Era final de ano. Verão de muito sol e
muitos festejos na cidade de Maceió, com a chegada do Natal e das
festividades do final de Ano.
O atleta potiguar, na sua chegada, teve
que ficar hospedado na residência do seu treinador e amigo Edésio Leitão
(o paizão), até o momento de poder se transferir para uma
pensão/hotel; quem sabe mandar buscar a família para essa sua nova e
deslumbrante experiência de vida, à época, repito, de final de ano:
chegada do Natal e Festas de fim do Ano.
Como de costume, o treinador e sua
família, muito religiosa, se uniam sempre diante de uma bela e rica ceia
de Natal e, agora, melhor ainda, para comemorar a chegada do amigo e do
bom atleta contratado.
Tudo organizado, belíssima e farta mesa
de Natal, com tudo que tinha de direito. A família do treinador, sempre
unida e muito cristã, vai, como de costume, assistir à santa missa à
meia-noite. Nessa ocasião, o amigo/treinador pede ao atleta/hóspede para
ficar no gerenciamento da alegre e festiva residência até o término
do ato religioso.
— Pois não, meu treinador, é com muito prazer e alegria. Podem ir tranquilos para a santa missa.
— Obrigado, meu craque!
Acontece que o solícito jogador, ficando
sozinho, se sentiu despertado pelo seu apetite devorador (marca maior
da sua identidade) com o cheiro sufocante e desafiador do bem assado
peru, de fazer salivar os mais do súditos, fiéis e duros veganos. Não
deu outra: foi lá no prato cheiroso do penoso e provou do “veneno”. Não
teve como se controlar. A hora e meia da missa foi o suficiente para
devorar todo o belo e apetitoso prato atrativo do peru.

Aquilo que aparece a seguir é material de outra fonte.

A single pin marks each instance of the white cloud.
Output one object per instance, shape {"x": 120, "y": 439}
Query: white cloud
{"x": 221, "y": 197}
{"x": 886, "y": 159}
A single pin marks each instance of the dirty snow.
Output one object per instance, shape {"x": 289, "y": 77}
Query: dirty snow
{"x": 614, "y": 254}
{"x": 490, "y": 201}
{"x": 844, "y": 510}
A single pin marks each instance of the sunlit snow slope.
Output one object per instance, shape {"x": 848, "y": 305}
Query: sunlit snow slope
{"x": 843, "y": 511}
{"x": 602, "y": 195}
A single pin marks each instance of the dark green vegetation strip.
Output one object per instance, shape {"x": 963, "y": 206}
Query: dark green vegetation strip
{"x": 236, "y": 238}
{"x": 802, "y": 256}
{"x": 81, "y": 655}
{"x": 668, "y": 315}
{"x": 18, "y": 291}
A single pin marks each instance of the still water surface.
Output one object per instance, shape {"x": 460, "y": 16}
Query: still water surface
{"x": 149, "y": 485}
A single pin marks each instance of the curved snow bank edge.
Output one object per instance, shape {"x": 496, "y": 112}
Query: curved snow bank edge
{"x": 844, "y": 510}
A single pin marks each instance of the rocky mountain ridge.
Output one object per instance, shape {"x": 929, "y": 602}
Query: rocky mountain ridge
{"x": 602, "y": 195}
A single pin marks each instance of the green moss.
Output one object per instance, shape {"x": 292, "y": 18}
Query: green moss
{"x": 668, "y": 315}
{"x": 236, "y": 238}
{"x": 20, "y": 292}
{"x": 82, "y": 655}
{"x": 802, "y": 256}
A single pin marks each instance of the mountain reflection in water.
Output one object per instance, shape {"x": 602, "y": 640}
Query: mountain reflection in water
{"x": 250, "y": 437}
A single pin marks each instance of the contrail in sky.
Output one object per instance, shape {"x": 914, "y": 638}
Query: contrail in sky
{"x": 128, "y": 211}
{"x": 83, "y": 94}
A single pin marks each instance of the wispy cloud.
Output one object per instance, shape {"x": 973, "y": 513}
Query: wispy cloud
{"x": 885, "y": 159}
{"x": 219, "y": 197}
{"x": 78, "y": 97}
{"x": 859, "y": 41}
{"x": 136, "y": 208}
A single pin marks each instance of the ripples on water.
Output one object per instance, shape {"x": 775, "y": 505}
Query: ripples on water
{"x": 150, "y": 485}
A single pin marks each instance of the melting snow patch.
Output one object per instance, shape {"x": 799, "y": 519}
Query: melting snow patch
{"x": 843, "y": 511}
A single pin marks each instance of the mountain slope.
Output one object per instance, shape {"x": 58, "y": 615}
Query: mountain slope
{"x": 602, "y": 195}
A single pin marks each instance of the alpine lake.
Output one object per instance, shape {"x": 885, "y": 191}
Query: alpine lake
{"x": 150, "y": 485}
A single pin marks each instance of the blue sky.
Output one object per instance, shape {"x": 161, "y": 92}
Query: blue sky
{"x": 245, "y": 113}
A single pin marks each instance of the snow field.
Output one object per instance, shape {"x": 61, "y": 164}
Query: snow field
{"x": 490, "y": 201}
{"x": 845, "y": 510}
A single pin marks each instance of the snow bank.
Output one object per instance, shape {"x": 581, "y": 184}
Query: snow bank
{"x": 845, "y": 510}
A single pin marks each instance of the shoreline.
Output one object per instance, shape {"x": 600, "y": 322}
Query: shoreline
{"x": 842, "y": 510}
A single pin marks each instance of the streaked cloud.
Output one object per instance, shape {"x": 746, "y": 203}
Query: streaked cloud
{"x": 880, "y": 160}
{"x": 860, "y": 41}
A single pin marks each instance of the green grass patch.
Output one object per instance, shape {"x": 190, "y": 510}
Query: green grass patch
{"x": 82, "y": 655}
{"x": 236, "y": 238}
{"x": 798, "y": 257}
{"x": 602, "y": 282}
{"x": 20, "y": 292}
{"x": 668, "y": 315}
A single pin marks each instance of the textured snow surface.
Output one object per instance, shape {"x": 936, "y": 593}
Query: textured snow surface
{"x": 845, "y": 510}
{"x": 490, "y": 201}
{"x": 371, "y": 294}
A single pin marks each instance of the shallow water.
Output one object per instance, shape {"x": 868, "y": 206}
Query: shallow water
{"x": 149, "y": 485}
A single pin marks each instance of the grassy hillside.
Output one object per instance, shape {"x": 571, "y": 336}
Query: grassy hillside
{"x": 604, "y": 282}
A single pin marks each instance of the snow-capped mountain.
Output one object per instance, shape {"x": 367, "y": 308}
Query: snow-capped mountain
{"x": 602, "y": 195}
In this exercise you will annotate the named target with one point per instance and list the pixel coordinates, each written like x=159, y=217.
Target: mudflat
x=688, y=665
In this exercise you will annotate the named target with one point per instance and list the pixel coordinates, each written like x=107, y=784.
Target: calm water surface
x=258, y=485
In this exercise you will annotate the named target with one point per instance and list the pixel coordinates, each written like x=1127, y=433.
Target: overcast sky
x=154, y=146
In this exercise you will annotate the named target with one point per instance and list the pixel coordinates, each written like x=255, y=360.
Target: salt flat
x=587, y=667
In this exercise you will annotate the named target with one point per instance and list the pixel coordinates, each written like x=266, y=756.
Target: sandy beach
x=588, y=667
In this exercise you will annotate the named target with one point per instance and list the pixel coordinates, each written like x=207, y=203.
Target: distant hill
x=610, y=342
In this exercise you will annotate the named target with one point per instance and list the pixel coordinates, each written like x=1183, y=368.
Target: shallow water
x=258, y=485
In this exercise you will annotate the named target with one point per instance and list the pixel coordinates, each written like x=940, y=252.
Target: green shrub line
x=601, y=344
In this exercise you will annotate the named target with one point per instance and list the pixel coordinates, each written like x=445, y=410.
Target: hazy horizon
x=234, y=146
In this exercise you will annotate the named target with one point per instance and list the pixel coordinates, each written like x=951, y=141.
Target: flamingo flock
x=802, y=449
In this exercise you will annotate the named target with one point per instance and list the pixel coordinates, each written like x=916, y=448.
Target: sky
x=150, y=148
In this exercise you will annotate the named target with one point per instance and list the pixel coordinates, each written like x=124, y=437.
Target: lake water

De volta, os anfitriões, radiantes e
felizes, vão cumprimentar e abraçar o seu hóspede/amigo; logo percebem
algo estranho: a mesa desarrumada, o prato principal mexido e vestígio
oleoso em volta da boca do gentil e solícito hóspede/atleta.
A festa não acontece. A ausência, a
integridade do bendito, abençoado e apetitoso peru tirou a total
alegria da sonhada reunião familiar; a graça e o desejo maior de todos
em saborear o desejado penoso “gu lu gu lu” foi para o beleléu.
Muito alvoroço, muito barulho e muita
pressa para mandar o mais rápido possível o bom jogador e indesejável
hóspede — o devorador de peru de volta para Natal.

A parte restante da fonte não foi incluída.